Just three minutes later, it got even worse as Jamayne Isaako dropped a ball in a pressure tackle, leaving Benji Marshall to pick it up and cross untouched.

“It can‘t get any worse,” Johns said.

“This is a nightmare for Brisbane,” Matthew Thompson added.

“They‘re looking for someone else to do it,” Peter Sterling said.

At halftime, Queensland great Johnathan Thurston said the Broncos had been “dismal from the start”.

On Fox League, Kevin Walters said “they can’t do anything right tonight the Broncos”.

Walters, who was famously overlooked for the Broncos’ coaching job when Anthony Seibold was signed, tried to give a positive, suggesting there was still plenty of time left for a big comeback – but that seems very optimistic at this stage.

Club legend Corey Parker also ripped in at his former club.

“Some of the decisions the key Broncos players are coming up with are garbage,” he said.

“I mean at the start of the game they were five from five sets and Anthony Milford puts up a midfield bomb that lands on the 40m line and at the end of that set they [the Tigers] go down get a repeat set and build some pressure.
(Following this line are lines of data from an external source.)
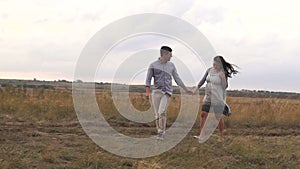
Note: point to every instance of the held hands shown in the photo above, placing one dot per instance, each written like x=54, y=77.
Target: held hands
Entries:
x=189, y=91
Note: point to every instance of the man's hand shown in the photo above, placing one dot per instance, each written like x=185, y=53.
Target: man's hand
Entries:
x=147, y=92
x=189, y=91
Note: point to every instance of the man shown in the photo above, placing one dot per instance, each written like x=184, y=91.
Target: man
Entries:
x=162, y=71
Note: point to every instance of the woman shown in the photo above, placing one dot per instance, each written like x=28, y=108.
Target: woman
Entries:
x=215, y=93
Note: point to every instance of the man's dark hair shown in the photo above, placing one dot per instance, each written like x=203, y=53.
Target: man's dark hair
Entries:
x=165, y=50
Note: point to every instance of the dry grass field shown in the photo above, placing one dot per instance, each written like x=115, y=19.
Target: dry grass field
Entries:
x=39, y=129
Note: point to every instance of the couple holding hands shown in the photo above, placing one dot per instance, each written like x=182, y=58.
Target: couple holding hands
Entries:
x=162, y=71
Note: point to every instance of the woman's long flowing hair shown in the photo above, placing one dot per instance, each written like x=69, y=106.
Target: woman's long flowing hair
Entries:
x=227, y=67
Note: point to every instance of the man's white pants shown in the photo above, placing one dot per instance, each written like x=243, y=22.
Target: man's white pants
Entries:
x=160, y=103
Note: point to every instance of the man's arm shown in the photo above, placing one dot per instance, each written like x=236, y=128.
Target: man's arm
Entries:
x=148, y=81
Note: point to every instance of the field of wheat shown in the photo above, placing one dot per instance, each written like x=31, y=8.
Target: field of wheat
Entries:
x=39, y=129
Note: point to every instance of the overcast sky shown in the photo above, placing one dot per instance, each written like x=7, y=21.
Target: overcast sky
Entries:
x=43, y=39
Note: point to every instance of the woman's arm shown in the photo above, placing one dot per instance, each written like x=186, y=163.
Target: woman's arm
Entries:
x=223, y=80
x=202, y=81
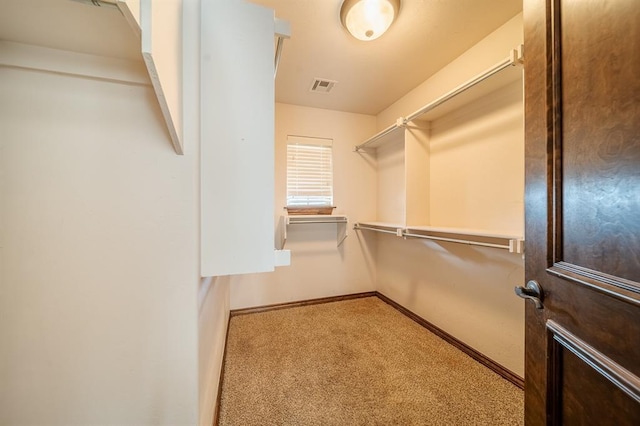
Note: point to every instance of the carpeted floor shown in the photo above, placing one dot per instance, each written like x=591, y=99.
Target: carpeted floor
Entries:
x=355, y=362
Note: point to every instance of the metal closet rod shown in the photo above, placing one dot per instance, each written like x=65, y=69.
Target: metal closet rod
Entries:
x=512, y=60
x=404, y=233
x=300, y=222
x=369, y=228
x=454, y=240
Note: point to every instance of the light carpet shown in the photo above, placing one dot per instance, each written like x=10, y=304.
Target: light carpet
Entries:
x=355, y=362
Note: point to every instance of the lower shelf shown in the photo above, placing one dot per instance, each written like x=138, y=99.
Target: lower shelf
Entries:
x=316, y=219
x=513, y=243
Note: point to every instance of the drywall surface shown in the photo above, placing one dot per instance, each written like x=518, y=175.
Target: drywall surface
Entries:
x=213, y=320
x=477, y=164
x=476, y=180
x=318, y=267
x=486, y=53
x=466, y=291
x=98, y=260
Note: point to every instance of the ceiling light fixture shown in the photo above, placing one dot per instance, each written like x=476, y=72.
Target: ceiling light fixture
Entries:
x=368, y=19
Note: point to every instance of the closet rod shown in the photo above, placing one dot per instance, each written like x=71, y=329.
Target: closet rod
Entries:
x=377, y=136
x=368, y=228
x=299, y=222
x=511, y=60
x=453, y=240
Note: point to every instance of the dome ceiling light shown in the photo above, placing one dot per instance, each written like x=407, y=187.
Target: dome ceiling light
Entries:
x=368, y=19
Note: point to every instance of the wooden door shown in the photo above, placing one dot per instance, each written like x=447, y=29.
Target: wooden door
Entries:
x=582, y=83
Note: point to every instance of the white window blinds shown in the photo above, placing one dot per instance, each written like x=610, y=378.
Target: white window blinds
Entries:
x=309, y=171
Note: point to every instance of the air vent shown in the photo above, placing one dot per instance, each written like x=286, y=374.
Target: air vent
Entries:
x=322, y=85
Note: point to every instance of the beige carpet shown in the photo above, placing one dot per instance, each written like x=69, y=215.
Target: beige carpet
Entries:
x=355, y=362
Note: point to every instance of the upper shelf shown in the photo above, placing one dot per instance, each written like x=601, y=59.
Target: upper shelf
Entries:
x=118, y=34
x=501, y=74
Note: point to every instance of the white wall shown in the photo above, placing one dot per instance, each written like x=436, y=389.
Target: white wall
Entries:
x=486, y=53
x=99, y=260
x=319, y=268
x=213, y=320
x=476, y=180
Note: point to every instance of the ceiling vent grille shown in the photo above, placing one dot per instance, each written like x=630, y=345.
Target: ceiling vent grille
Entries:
x=322, y=85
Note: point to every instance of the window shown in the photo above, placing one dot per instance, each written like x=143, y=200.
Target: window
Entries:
x=309, y=171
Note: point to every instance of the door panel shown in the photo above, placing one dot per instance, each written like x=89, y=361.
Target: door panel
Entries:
x=582, y=115
x=596, y=99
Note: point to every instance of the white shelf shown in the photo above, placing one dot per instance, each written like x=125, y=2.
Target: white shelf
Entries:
x=465, y=231
x=501, y=74
x=310, y=219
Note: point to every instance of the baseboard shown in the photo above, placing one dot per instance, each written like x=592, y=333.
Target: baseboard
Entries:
x=482, y=359
x=287, y=305
x=216, y=413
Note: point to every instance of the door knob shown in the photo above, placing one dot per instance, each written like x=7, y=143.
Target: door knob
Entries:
x=531, y=291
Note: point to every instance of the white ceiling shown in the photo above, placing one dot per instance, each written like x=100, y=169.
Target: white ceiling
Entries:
x=427, y=35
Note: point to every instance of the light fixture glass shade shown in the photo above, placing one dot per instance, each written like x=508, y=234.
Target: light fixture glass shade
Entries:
x=368, y=19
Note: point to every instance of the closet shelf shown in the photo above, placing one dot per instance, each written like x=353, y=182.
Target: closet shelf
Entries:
x=499, y=75
x=513, y=243
x=316, y=219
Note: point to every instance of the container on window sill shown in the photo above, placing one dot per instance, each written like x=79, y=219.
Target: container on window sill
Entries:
x=310, y=210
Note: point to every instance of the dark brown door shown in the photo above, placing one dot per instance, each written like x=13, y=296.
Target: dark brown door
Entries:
x=582, y=83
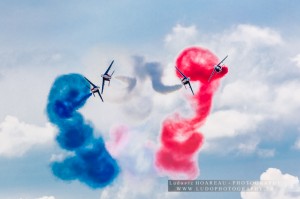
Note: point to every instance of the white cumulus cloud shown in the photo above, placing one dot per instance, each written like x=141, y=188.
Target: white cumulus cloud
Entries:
x=17, y=137
x=288, y=186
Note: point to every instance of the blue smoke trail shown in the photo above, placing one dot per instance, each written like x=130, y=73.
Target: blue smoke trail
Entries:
x=91, y=162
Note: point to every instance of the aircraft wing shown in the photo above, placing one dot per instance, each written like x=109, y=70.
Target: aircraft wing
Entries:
x=90, y=82
x=211, y=75
x=106, y=72
x=103, y=84
x=191, y=88
x=180, y=72
x=100, y=95
x=222, y=60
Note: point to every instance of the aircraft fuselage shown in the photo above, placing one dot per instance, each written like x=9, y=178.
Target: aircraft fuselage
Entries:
x=218, y=68
x=106, y=77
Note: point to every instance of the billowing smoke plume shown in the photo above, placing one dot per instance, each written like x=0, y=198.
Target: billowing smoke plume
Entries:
x=180, y=138
x=154, y=71
x=90, y=163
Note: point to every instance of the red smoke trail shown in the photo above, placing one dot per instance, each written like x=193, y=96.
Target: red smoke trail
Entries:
x=180, y=138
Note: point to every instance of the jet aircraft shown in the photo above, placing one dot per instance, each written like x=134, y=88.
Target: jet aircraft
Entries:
x=185, y=80
x=217, y=68
x=106, y=76
x=94, y=88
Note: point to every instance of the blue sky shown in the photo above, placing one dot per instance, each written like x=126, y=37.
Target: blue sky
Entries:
x=254, y=124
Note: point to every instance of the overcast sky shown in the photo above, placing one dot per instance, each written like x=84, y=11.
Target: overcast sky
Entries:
x=252, y=132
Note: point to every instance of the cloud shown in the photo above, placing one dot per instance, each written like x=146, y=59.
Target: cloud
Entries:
x=17, y=137
x=181, y=36
x=287, y=188
x=47, y=197
x=229, y=123
x=155, y=71
x=296, y=60
x=258, y=89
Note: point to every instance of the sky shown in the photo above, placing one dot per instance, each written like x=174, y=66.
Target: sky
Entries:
x=251, y=133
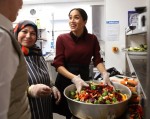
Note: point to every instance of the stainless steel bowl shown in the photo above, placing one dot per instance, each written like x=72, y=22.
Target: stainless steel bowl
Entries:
x=97, y=111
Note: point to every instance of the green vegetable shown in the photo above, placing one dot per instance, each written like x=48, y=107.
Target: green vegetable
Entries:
x=114, y=99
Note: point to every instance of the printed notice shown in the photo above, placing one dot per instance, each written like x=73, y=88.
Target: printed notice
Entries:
x=112, y=30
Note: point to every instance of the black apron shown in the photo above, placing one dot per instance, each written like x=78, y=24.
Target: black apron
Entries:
x=62, y=82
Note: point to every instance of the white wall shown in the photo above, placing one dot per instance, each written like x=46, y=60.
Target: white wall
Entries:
x=117, y=10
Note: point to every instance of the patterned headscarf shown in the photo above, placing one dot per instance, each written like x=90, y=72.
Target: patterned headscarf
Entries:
x=35, y=50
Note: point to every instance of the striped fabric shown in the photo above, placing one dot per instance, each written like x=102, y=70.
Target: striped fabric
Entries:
x=38, y=73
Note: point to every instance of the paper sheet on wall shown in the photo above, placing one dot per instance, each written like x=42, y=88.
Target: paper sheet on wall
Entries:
x=112, y=30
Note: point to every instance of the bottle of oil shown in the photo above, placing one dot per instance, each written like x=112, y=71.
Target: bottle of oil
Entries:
x=38, y=23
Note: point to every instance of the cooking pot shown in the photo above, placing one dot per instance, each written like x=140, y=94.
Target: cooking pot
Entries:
x=97, y=111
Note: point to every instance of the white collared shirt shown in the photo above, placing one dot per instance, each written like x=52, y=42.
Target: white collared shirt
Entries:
x=9, y=62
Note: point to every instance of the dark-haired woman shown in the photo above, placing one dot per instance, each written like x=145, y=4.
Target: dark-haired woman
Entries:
x=41, y=89
x=74, y=52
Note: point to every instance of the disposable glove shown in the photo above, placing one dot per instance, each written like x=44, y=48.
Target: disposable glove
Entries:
x=56, y=94
x=39, y=90
x=79, y=83
x=105, y=76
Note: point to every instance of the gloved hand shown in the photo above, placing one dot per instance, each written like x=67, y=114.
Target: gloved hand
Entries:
x=79, y=83
x=39, y=90
x=105, y=76
x=56, y=94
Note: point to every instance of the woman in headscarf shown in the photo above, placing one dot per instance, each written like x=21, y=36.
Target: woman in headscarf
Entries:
x=41, y=88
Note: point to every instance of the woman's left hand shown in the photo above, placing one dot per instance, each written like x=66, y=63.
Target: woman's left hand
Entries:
x=56, y=94
x=39, y=90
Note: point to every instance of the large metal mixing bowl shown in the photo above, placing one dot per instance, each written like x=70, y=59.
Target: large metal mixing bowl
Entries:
x=97, y=111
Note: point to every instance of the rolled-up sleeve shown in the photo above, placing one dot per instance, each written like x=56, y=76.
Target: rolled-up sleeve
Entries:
x=59, y=58
x=96, y=55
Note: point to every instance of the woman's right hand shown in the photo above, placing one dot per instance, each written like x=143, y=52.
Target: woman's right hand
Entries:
x=79, y=83
x=39, y=90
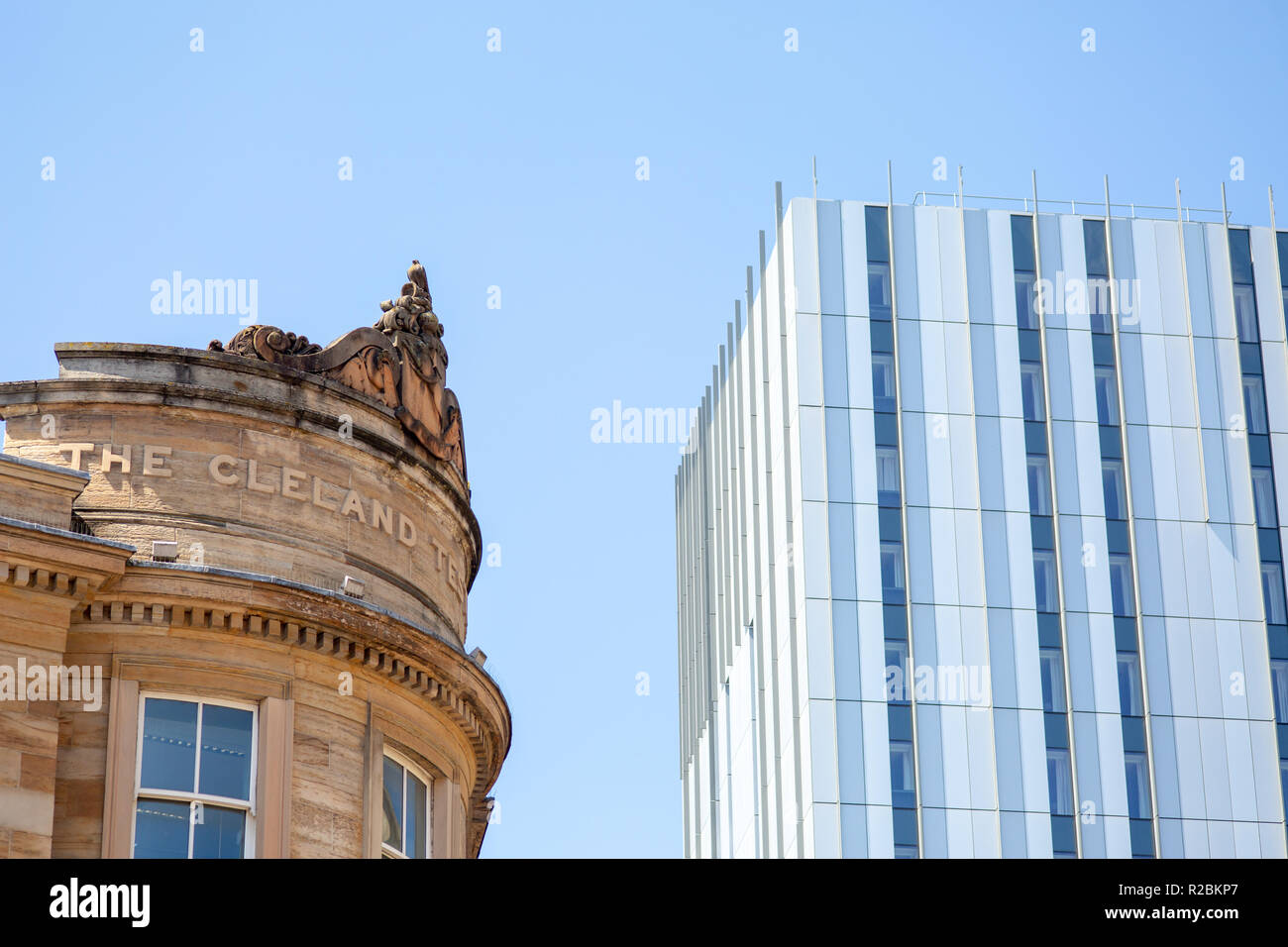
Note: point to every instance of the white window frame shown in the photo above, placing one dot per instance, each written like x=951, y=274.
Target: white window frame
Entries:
x=894, y=551
x=1273, y=574
x=1050, y=592
x=880, y=269
x=1038, y=471
x=1051, y=664
x=907, y=767
x=1254, y=405
x=1279, y=688
x=387, y=851
x=1108, y=411
x=1060, y=791
x=1129, y=660
x=1030, y=389
x=1263, y=501
x=1112, y=468
x=1120, y=566
x=197, y=797
x=887, y=361
x=1138, y=762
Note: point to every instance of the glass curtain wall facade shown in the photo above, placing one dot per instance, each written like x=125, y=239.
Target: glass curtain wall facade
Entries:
x=979, y=544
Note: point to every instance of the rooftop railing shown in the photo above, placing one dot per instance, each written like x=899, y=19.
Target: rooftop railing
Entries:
x=1149, y=211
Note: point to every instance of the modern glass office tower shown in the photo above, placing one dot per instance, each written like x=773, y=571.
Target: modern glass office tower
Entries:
x=979, y=545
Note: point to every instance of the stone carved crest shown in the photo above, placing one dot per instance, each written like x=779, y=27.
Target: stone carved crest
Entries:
x=399, y=361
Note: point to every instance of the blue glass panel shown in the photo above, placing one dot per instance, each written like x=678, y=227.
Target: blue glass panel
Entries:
x=1141, y=838
x=168, y=745
x=416, y=817
x=219, y=834
x=160, y=828
x=1056, y=729
x=226, y=751
x=393, y=804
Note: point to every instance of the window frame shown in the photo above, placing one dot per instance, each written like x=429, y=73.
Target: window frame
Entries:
x=1064, y=791
x=905, y=672
x=1279, y=689
x=1046, y=657
x=1266, y=475
x=1247, y=292
x=1108, y=410
x=1254, y=405
x=410, y=768
x=196, y=796
x=1030, y=375
x=1136, y=693
x=1140, y=806
x=894, y=551
x=1030, y=463
x=888, y=457
x=880, y=401
x=1029, y=281
x=909, y=767
x=880, y=269
x=1121, y=565
x=1278, y=589
x=1115, y=468
x=1046, y=556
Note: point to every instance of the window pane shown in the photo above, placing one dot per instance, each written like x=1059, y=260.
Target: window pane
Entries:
x=1043, y=581
x=1025, y=300
x=1115, y=487
x=168, y=746
x=393, y=804
x=888, y=475
x=897, y=672
x=1107, y=395
x=902, y=789
x=1059, y=783
x=160, y=827
x=226, y=748
x=1137, y=787
x=1254, y=405
x=1052, y=681
x=1099, y=305
x=1128, y=685
x=879, y=290
x=219, y=834
x=1263, y=496
x=883, y=381
x=1030, y=392
x=1245, y=313
x=1039, y=486
x=1279, y=686
x=416, y=817
x=1273, y=591
x=1121, y=586
x=892, y=567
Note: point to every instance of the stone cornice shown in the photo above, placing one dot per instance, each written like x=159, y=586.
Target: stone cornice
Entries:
x=58, y=562
x=76, y=382
x=426, y=665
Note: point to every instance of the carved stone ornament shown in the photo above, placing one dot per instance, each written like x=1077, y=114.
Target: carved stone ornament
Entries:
x=400, y=361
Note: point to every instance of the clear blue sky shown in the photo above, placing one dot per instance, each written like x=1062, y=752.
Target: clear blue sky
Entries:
x=516, y=169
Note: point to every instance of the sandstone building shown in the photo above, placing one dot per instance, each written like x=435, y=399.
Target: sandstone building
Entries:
x=233, y=602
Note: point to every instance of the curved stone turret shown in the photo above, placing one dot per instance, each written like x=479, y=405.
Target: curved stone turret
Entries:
x=299, y=535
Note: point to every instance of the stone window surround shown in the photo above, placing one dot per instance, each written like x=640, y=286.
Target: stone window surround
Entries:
x=385, y=732
x=270, y=692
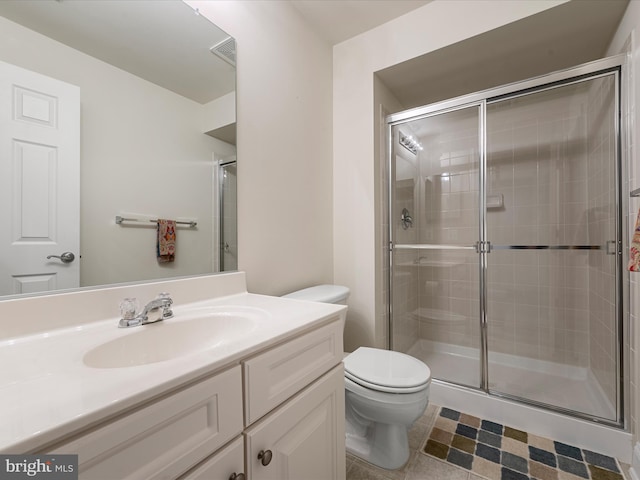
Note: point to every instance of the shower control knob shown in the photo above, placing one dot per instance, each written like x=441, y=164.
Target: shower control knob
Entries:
x=265, y=457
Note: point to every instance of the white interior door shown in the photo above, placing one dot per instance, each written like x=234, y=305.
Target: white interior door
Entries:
x=39, y=181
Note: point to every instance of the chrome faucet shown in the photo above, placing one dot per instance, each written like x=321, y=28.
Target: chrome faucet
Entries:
x=156, y=310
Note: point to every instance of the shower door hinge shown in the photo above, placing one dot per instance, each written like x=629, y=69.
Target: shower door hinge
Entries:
x=483, y=247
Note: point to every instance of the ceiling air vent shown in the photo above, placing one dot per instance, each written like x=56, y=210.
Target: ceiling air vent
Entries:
x=226, y=50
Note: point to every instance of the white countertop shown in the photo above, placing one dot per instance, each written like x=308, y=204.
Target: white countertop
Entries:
x=47, y=391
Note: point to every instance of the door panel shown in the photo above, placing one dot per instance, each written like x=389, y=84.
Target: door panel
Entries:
x=39, y=181
x=435, y=167
x=552, y=270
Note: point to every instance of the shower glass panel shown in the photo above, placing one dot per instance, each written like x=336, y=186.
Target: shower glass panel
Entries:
x=228, y=217
x=552, y=223
x=434, y=187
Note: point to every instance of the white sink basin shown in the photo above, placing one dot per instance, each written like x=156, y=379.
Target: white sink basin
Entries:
x=201, y=329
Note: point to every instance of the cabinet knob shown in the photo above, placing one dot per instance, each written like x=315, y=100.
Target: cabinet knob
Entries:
x=265, y=457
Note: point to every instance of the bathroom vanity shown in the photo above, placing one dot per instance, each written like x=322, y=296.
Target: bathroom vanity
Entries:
x=263, y=398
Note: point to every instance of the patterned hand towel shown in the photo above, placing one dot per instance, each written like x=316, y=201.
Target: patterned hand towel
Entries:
x=166, y=244
x=634, y=250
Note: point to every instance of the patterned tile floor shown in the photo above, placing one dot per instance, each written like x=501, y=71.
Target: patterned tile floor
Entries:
x=449, y=445
x=500, y=452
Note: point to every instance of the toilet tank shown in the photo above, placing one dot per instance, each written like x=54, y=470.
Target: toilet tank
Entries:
x=322, y=293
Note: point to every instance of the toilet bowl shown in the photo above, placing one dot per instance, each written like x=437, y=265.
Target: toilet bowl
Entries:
x=385, y=393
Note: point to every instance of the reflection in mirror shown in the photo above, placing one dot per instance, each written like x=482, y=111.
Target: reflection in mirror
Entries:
x=113, y=109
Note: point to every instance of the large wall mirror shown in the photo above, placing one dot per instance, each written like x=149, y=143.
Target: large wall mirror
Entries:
x=114, y=114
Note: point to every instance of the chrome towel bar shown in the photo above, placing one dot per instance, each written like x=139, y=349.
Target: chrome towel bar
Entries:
x=120, y=219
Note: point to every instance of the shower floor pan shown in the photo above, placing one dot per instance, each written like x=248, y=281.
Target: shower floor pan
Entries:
x=559, y=385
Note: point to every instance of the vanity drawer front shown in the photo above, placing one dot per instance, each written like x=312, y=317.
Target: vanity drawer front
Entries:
x=272, y=377
x=222, y=465
x=166, y=438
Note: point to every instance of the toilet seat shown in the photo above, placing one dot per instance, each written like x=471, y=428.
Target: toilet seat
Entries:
x=386, y=370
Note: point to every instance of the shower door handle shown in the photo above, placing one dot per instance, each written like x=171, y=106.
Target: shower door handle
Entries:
x=483, y=247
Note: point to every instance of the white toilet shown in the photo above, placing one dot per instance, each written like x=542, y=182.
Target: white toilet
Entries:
x=386, y=392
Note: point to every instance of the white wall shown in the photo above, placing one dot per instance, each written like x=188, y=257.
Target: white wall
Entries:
x=219, y=112
x=356, y=212
x=142, y=149
x=284, y=144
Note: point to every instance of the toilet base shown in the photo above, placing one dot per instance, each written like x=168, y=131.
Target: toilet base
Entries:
x=383, y=445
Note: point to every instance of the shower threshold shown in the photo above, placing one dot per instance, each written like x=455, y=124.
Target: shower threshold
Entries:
x=567, y=387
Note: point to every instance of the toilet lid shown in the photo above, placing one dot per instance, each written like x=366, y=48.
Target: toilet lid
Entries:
x=386, y=370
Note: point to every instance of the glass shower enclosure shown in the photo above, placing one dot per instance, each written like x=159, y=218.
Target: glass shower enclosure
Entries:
x=506, y=240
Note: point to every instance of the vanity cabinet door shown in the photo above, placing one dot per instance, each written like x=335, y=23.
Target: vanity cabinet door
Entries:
x=164, y=439
x=222, y=466
x=304, y=438
x=273, y=376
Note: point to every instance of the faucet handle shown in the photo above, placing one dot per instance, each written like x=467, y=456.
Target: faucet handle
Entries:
x=128, y=308
x=166, y=307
“And off the back of that, the Broncos can’t get back into the game. The next time they get the ball they come up with a steal, that’s a penalty to the Tigers. They [the Tigers] kick long, they back their defence, they come up with the points.”

The nightmare first half was savaged by pretty much everyone on social media as well.

But while it was the third time the Broncos have been kept to zero in a first half this season, it wasn’t their biggest deficit, which was 29-0 against the Roosters.

The side are also on track for another record hiding with the Tigers scoring twice to open the second half and make it 36-0.